We’ve all heard the saying, “The only things guaranteed in life are death and taxes!” Well, some people are beginning to think that we need to add a third item to that list of sure things. “The only things guaranteed in life are death, taxes and new security vulnerabilities with each incarnation of Microsoft’s Office Suite.” Yesterday, noted Bulgarian security consultant, Georgi Guninski, went public with a security advisory for Office XP users that would allow a malicious web developer unencumbered access to a victim’s e-mails. Simply by visiting a web page or opening a web enabled e-mail message, an Outlook user would unwittingly expose not only Outlook, but also the entire Windows system to the attacker. Further testing by KeyLabs, and after a subsequent security bulletin issued by Microsoft, we now know that this vulnerability affects Outlook 98 and Outlook 2000 as well as Outlook 2002 (part of the Office XP suite).

At the heart of the problem is the new “Microsoft Outlook View Control.” This ActiveX control allows Outlook features (i.e. e-mails, folders, calendar events, or contacts) to be displayed in web pages. Originally intended to only allow passive operations such as viewing data, this control unintentionally grants privileged access, which would allow the hacker to manipulate data. This bug goes far beyond simply manipulating e-mail messages. In our testing with KeyLabs, BugNet was able to go so far as to delete files from the victim’s computer as well as run executables – all without user intervention.

ActiveX Exploit

Exploiting this vulnerability involves creating a web page or HTML-enabled e-mail message with the embedded Outlook View ActiveX control. Once invoked, the control allows the HTML code (and any subsequent scripts) to run with elevated privileges on the victim’s system.

The Outlook View ActiveX control installs by default with Office XP, but also affects Outlook 98 and Outlook 2000. In our tests we found that the ActiveX control will download and install automatically (after the users verifies the Microsoft certificate) when IE encounters the object in a web page.

Make no mistake; this is a serious security breach. So much so that Microsoft issued a security bulletin without having a patch available. At the time of this writing, Microsoft is preparing a patch that will eliminate this bug, but also warns users that in the meantime, they should disable ActiveX controls in the Internet Zone.

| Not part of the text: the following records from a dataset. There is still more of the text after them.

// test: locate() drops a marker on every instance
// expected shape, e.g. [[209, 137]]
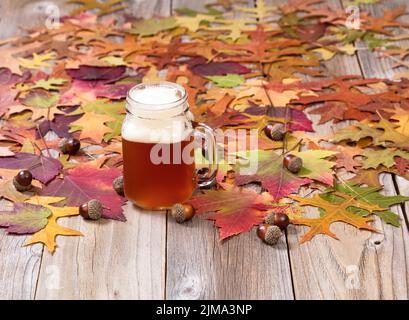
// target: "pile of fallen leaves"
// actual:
[[242, 68]]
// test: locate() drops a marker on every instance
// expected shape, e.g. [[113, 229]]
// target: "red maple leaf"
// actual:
[[87, 182], [234, 210], [402, 165], [270, 172]]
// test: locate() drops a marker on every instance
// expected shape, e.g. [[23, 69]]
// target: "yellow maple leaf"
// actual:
[[92, 126], [53, 229], [38, 61]]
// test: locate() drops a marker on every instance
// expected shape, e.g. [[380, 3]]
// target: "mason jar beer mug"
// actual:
[[159, 137]]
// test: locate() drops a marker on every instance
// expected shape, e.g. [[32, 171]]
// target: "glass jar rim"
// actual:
[[144, 106]]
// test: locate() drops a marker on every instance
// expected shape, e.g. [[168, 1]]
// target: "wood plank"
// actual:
[[357, 266], [199, 266], [19, 266], [114, 260], [383, 67]]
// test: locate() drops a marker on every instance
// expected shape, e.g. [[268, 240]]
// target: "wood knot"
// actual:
[[189, 288]]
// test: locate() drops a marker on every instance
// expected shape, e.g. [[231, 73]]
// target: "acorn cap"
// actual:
[[273, 234], [118, 185], [292, 163], [277, 132], [270, 218], [178, 213], [91, 210], [19, 187]]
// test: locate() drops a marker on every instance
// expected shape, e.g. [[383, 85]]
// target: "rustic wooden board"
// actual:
[[393, 275], [19, 267], [152, 257], [360, 265], [114, 260]]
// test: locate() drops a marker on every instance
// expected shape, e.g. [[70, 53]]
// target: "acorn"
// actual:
[[292, 163], [22, 181], [91, 210], [278, 219], [269, 234], [275, 131], [69, 145], [182, 212], [118, 185]]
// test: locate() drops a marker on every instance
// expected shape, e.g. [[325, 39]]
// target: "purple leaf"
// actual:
[[25, 218], [298, 120], [60, 125], [96, 73], [43, 168], [219, 68], [86, 182]]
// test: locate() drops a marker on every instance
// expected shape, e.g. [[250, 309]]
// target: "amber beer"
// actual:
[[156, 186], [158, 118]]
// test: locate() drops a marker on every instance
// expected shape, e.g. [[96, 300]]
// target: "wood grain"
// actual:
[[19, 266], [149, 257], [360, 265], [374, 66], [114, 260]]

Installing the previously released Outlook E-mail Security Update would eliminate half of this vulnerability. This security update was created over a year ago in answer to the e-mail borne worms and viruses like ILY. Installing this patch would eliminate e-mail as a vehicle of attack, but wouldn’t prevent a web page from infiltrating the system. For that, you will need to adjust IE’s security settings.

Workaround is the Only Option

We strongly recommend that users adjust their security settings appropriately. One simple way to do this is to adjust the security setting for the Internet Zone to High. Do this by starting Internet Explorer and clicking on Tools > Internet Options > Security. Select the Internet Zone and move the Security Level slider bar all the way to the top. This will lock down IE and prevent ActiveX and other scripting from running in the browser.

Be aware that by selecting IE’s highest security setting, many legitimate web sites will not function properly in the browser. Adding these web sites to the trusted sites zone will let them function as designed, yet still protect your system from rogue web sites.